Résumé de la décision
La Cour de cassation, par un arrêt en date du 9 janvier 2018, a rejeté les pourvois de M. Charles A..., contestataires de l'arrêt de la chambre de l'instruction de la cour d'appel de Fort-de-France qui avait refusé de transmettre une question prioritaire de constitutionnalité (QPC) et confirmé la décision de placement en détention provisoire de l'intéressé. Les faits dénoncés par deux mineures portaient sur des viols aggravés et des agressions sexuelles, ainsi que sur l'interruption volontaire de grossesse de l'une des victimes.
Arguments pertinents
1. Irrecevabilité du pourvoi contre l'arrêt n° 166 : La Cour affirme que le refus de transmettre une QPC ne peut être contesté que devant la juridiction ayant connu du litige, soulignant qu'un pourvoi à ce sujet est irrecevable. La décision cite explicitement les articles 23-2 et 23-5 de l'ordonnance n° 58-1067.
- Citation : "Le pourvoi formé contre l'arrêt qui a refusé de transmettre une question prioritaire de constitutionnalité est irrecevable".
2. Rejet du pourvoi contre l'arrêt n° 167 : Concernant la détention provisoire, la Cour précise que le fait que le président de la chambre d'instruction ait également présidé dans une étape précédente de la procédure ne constitue pas un obstacle à son impartialité. M. A... n'a donc pas démontré le bien-fondé de son grief.

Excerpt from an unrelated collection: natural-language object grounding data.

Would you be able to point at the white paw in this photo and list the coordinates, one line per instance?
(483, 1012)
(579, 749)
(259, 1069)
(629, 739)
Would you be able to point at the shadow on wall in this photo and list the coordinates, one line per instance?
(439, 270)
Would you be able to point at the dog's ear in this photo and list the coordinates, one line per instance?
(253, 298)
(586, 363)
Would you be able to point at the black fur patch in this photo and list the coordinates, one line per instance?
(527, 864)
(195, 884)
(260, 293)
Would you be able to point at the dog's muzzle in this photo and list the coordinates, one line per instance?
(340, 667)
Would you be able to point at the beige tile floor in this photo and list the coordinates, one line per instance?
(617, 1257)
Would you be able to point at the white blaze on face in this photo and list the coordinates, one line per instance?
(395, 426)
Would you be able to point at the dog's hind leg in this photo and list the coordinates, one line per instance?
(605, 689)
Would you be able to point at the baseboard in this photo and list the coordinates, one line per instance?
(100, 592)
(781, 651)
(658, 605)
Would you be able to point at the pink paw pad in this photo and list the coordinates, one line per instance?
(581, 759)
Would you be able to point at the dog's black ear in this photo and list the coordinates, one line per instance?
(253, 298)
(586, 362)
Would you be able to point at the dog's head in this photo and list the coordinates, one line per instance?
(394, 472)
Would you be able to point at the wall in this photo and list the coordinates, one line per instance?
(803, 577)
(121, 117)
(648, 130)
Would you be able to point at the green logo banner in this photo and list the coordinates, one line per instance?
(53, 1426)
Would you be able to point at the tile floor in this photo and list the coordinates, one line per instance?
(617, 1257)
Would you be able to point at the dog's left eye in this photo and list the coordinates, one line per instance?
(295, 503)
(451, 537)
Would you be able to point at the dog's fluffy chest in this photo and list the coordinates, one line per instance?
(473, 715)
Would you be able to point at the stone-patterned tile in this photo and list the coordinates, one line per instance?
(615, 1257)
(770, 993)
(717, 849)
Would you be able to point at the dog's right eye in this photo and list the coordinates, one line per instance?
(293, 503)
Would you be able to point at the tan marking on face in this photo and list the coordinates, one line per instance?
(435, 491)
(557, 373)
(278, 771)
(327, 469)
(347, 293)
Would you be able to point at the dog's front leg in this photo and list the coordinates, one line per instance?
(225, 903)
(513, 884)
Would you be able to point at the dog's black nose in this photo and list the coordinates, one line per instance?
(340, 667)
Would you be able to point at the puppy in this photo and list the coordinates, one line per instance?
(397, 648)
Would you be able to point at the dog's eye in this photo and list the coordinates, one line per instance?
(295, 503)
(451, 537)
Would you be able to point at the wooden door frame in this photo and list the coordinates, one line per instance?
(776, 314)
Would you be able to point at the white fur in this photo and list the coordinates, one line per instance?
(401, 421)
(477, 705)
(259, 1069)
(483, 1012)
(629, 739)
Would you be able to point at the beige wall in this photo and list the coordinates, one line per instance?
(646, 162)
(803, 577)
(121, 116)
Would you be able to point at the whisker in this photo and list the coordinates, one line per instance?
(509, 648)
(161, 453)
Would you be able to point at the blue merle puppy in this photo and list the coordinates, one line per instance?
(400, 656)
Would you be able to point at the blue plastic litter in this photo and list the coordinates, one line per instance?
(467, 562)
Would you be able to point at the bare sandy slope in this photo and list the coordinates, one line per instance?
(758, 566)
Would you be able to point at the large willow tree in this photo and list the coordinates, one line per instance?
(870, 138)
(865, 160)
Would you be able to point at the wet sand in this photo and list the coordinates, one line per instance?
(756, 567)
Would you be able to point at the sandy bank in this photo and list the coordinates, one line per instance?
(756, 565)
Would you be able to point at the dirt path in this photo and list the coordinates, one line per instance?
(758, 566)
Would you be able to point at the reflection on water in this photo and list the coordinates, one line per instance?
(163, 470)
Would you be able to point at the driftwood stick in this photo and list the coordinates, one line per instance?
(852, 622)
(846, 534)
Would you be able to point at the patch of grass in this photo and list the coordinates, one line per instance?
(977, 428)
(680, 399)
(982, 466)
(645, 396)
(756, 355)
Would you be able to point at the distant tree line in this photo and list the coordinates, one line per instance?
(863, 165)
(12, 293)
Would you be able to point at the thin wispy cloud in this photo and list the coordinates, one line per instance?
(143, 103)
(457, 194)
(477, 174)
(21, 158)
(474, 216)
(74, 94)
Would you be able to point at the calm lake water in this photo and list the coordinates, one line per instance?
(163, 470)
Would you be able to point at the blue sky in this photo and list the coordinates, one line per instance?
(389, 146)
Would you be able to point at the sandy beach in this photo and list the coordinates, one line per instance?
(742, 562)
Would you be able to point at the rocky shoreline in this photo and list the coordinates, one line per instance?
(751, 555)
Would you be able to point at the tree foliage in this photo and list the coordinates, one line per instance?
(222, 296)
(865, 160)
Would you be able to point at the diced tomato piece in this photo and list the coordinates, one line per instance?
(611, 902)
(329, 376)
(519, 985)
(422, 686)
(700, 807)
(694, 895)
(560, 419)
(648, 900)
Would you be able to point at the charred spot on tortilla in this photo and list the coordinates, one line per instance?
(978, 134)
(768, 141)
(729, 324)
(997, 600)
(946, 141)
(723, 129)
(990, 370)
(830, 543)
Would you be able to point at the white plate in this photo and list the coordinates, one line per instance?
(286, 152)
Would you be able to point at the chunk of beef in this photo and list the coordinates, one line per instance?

- Citation : "Aucun manquement à l'impartialité ne pouvant résulter pour les parties du seul fait que la loi a entendu conférer cette double compétence à un même magistrat".
3. État de santé et détention : La Cour justifie que l'état de santé de M. A... a été examiné et jugé compatible avec la détention, en se référant aux expertises médicales antérieures. Il a été établi que l'état de santé de l'intéressé n'a pas changé de manière significative depuis la dernière évaluation.
- Citation : "La chambre de l'instruction... a justifié sa décision, sans méconnaître les stipulations conventionnelles invoquées".
Interprétations et citations légales
1. Refus de transmettre une QPC : L'interprétation des articles 23-2 et 23-5 de l'ordonnance n° 58-1067 souligne l'importance de la procédure dans la contestation des décisions des juridictions inférieures, en précisant que seul le juge saisi peut statuer sur sa compétence à transmettre.
- Ordonnance n° 58-1067 - Article 23-2 : « Le refus de transmettre une question prioritaire de constitutionnalité... ne peut faire l'objet que d'une contestation, laquelle doit être présentée devant la juridiction saisie de tout ou partie du litige ».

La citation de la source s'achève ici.